Did she hear the words or simply feel them? She wasn’t sure. She saw nothing except a luminous mist above the path. She had visited this glade almost every day for 20 years. She liked being alone with birds and rabbits. Alice loved the rabbits, especially the little gray ones. Usually she felt a sense of peace, but today she was uneasy. Someone was near her. She could hear breathing.
“Who are you?” she whispered timidly. The voice sounded like his, but it could not be. He was gone. She was shaking, but she didn’t want the voice to go away…again. She held the voice in the closed fist of her mind. She would keep it even if it wasn’t real.
She thrust her open hands into the mist but felt only the chill of wet air. She groped blindly. Suddenly she realized she could not see her hands. She jerked them back, shouting, “No, no! Don’t go!”
She was frightened and confused, yet drawn forward.
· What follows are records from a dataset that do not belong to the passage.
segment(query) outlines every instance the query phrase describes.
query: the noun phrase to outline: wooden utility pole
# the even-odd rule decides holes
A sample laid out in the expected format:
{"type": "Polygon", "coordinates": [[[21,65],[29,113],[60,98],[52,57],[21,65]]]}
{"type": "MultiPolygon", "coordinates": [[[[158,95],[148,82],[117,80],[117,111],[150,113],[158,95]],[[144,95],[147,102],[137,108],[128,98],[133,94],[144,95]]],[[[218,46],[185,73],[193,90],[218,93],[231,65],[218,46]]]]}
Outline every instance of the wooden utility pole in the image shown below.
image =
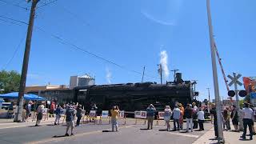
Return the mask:
{"type": "Polygon", "coordinates": [[[160,77],[161,77],[161,85],[162,85],[162,64],[160,64],[160,77]]]}
{"type": "Polygon", "coordinates": [[[210,88],[206,88],[208,90],[208,106],[207,110],[208,113],[210,113],[210,88]]]}
{"type": "Polygon", "coordinates": [[[145,66],[143,68],[143,74],[142,74],[142,83],[143,82],[143,80],[144,80],[144,73],[145,73],[145,66]]]}
{"type": "MultiPolygon", "coordinates": [[[[23,58],[23,65],[22,65],[22,77],[19,85],[19,90],[18,90],[18,98],[17,102],[14,115],[14,122],[21,122],[22,121],[22,110],[23,110],[23,100],[24,100],[24,91],[26,87],[26,74],[27,74],[27,69],[29,65],[29,59],[30,59],[30,45],[31,45],[31,38],[32,38],[32,31],[33,31],[33,26],[34,26],[34,19],[35,15],[35,9],[37,4],[39,0],[32,0],[32,6],[30,10],[30,16],[29,25],[27,28],[27,34],[26,34],[26,47],[25,47],[25,53],[23,58]]],[[[28,1],[28,2],[30,1],[28,1]]]]}
{"type": "Polygon", "coordinates": [[[174,82],[175,82],[175,78],[176,78],[176,71],[178,71],[179,70],[178,69],[175,69],[175,70],[172,70],[170,71],[173,71],[174,74],[174,82]]]}
{"type": "MultiPolygon", "coordinates": [[[[210,7],[210,0],[206,0],[206,7],[207,7],[209,37],[210,37],[210,54],[211,54],[213,78],[214,78],[214,85],[216,111],[217,111],[217,126],[218,126],[218,142],[224,143],[225,140],[224,140],[223,129],[222,129],[223,126],[222,126],[222,121],[221,102],[220,102],[220,98],[219,98],[218,71],[217,71],[217,64],[216,64],[214,31],[213,31],[210,7]]],[[[214,124],[216,125],[216,123],[214,124]]]]}

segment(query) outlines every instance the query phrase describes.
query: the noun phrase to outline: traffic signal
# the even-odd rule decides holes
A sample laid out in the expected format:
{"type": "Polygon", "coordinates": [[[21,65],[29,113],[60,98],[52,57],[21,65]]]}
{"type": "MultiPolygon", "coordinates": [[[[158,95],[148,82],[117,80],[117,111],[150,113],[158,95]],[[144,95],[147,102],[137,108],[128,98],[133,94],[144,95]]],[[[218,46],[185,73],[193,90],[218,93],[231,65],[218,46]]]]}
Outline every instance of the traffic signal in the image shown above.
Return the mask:
{"type": "Polygon", "coordinates": [[[235,95],[235,92],[234,90],[230,90],[227,94],[230,96],[230,97],[234,97],[235,95]]]}
{"type": "Polygon", "coordinates": [[[247,92],[246,90],[240,90],[238,94],[240,97],[245,97],[247,95],[247,92]]]}

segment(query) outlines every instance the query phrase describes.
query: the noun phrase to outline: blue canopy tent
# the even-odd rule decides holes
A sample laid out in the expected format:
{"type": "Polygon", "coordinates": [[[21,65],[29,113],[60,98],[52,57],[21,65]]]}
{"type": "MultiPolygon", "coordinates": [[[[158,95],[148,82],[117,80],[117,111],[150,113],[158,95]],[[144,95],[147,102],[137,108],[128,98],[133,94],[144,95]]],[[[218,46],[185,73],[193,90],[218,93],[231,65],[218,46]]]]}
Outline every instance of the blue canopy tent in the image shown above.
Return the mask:
{"type": "Polygon", "coordinates": [[[27,94],[30,97],[31,97],[31,100],[37,100],[37,101],[44,101],[46,100],[45,98],[40,97],[39,95],[34,94],[27,94]]]}
{"type": "MultiPolygon", "coordinates": [[[[7,93],[0,94],[2,98],[17,99],[18,98],[18,92],[7,93]]],[[[35,94],[24,94],[24,99],[26,100],[45,100],[44,98],[35,94]]]]}

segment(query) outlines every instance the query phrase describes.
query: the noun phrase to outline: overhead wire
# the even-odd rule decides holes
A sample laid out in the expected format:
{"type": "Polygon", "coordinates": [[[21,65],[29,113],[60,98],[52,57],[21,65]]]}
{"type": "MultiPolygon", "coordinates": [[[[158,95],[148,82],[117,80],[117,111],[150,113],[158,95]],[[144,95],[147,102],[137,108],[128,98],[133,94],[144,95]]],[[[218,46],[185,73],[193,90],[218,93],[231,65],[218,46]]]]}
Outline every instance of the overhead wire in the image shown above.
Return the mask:
{"type": "Polygon", "coordinates": [[[16,7],[19,7],[19,8],[23,9],[23,10],[28,10],[27,7],[23,7],[23,6],[19,6],[19,5],[18,5],[18,4],[15,4],[15,3],[12,3],[12,2],[6,2],[6,1],[4,1],[4,0],[0,0],[0,2],[2,2],[6,3],[6,4],[8,4],[8,5],[12,5],[12,6],[16,6],[16,7]]]}
{"type": "MultiPolygon", "coordinates": [[[[6,19],[9,19],[9,20],[12,20],[12,21],[14,21],[14,22],[20,22],[20,23],[22,23],[22,24],[25,24],[25,25],[28,25],[27,22],[22,22],[22,21],[20,21],[20,20],[16,20],[16,19],[11,18],[7,18],[7,17],[2,16],[2,15],[0,15],[0,18],[6,18],[6,19]]],[[[130,72],[135,73],[137,74],[142,75],[142,73],[141,73],[141,72],[138,72],[138,71],[136,71],[136,70],[134,70],[126,69],[123,66],[121,66],[121,65],[119,65],[119,64],[118,64],[118,63],[116,63],[116,62],[114,62],[113,61],[108,60],[108,59],[106,59],[106,58],[105,58],[103,57],[101,57],[101,56],[99,56],[98,54],[91,53],[91,52],[90,52],[90,51],[88,51],[86,50],[84,50],[84,49],[82,49],[82,48],[81,48],[81,47],[79,47],[79,46],[78,46],[68,42],[67,40],[65,40],[64,38],[60,38],[59,36],[58,36],[56,34],[53,34],[48,33],[47,31],[46,31],[42,27],[36,26],[34,27],[36,29],[40,30],[41,31],[49,34],[49,35],[50,35],[52,38],[54,38],[55,39],[58,39],[58,42],[59,42],[60,43],[62,43],[63,45],[71,46],[71,47],[73,47],[75,50],[80,50],[80,51],[82,51],[82,52],[83,52],[83,53],[85,53],[86,54],[91,55],[91,56],[93,56],[93,57],[94,57],[94,58],[96,58],[98,59],[101,59],[101,60],[102,60],[102,61],[104,61],[106,62],[108,62],[108,63],[110,63],[112,65],[114,65],[114,66],[118,66],[118,67],[119,67],[119,68],[121,68],[122,70],[127,70],[127,71],[130,71],[130,72]]],[[[150,76],[150,75],[148,75],[148,74],[144,74],[144,75],[146,76],[146,77],[152,78],[157,78],[156,77],[150,76]]]]}
{"type": "Polygon", "coordinates": [[[40,8],[42,8],[42,7],[43,7],[43,6],[48,6],[48,5],[50,5],[50,4],[51,4],[51,3],[54,3],[54,2],[57,2],[57,1],[58,1],[58,0],[53,0],[53,1],[51,1],[51,2],[46,2],[46,3],[42,4],[42,6],[38,6],[37,9],[40,9],[40,8]]]}
{"type": "MultiPolygon", "coordinates": [[[[90,26],[90,23],[86,21],[85,21],[83,18],[80,18],[78,14],[76,14],[75,13],[72,12],[71,10],[68,10],[67,8],[64,7],[64,6],[59,6],[61,7],[64,11],[66,11],[66,13],[70,14],[70,15],[72,15],[74,18],[77,18],[78,20],[79,20],[83,25],[90,26]]],[[[94,30],[97,31],[97,30],[94,29],[94,30]]],[[[142,75],[142,73],[138,72],[138,71],[134,71],[134,73],[139,74],[142,75]]],[[[149,75],[149,74],[144,74],[144,75],[149,75]]],[[[152,76],[151,76],[152,77],[152,76]]],[[[156,77],[152,77],[154,78],[157,78],[156,77]]]]}
{"type": "Polygon", "coordinates": [[[2,66],[2,70],[6,70],[6,67],[8,67],[9,64],[11,62],[11,61],[12,61],[12,60],[14,59],[14,58],[15,57],[15,55],[16,55],[16,54],[17,54],[17,52],[18,52],[18,48],[21,46],[21,45],[22,45],[22,42],[23,42],[24,40],[25,40],[25,37],[21,39],[21,41],[19,42],[18,45],[17,46],[14,52],[14,54],[13,54],[12,57],[9,59],[9,61],[7,62],[7,63],[6,63],[4,66],[2,66]]]}

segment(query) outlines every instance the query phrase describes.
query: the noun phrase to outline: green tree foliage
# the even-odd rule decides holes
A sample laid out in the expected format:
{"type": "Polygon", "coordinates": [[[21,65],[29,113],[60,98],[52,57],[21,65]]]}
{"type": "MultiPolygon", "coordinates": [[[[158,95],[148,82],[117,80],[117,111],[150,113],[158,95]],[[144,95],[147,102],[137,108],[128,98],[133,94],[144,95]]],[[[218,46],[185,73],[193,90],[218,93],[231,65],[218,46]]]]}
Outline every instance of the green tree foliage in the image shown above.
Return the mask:
{"type": "Polygon", "coordinates": [[[18,91],[21,74],[17,71],[0,71],[0,89],[1,93],[10,93],[18,91]]]}

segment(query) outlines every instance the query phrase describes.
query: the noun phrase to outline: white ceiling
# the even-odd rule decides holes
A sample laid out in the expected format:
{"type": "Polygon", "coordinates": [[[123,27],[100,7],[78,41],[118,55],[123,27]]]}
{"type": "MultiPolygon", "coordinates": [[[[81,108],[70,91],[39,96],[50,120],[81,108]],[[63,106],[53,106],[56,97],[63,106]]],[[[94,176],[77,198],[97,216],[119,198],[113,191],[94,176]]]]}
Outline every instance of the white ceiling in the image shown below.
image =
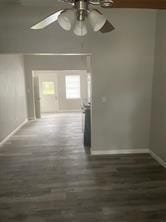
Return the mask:
{"type": "Polygon", "coordinates": [[[66,4],[60,0],[0,0],[0,5],[22,5],[38,7],[55,7],[57,4],[66,4]]]}

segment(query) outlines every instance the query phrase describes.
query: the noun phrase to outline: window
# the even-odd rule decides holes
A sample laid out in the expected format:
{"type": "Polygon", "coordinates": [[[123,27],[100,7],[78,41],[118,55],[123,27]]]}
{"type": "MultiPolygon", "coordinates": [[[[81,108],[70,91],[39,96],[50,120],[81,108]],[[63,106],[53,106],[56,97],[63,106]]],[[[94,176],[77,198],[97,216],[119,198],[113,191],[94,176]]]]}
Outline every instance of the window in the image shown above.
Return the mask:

Over and over, she tempted the wet unreality, never quite getting close enough to lose her footing. She leaned in, but not with her whole body, just enough. Her face kissed the mist. She could taste the droplets. She had tasted that kiss before.
She had come here many times before to watch the fog approach. Sometimes tall, graceful deer came, does with fawns, and almost always rabbits hopped over vegetable stalks to get to the ripe cabbage. She loved the deer and left corn for them, but the rabbits were her favorites. Once a wild sow came with nine piglets trailing behind her. Alice was a little afraid of them, but they were adorable with irregular yellow stripes on their backs. They were wild things in their element. But today was different. Was she finally in her element?
The forest was magical, but she had never ventured deep inside its heart. She longed to be wild and free like the yellow-striped piglets. Until today, she had preferred to imagine the beauty deep inside the glade. Sometimes she saw a glow coming from the glade. Sometimes she lived in her memory. An overgrown path led toward the heart of the forest, but she never ventured farther than a few feet inside. Vines overhung the path. Today, she wanted to go past the vines.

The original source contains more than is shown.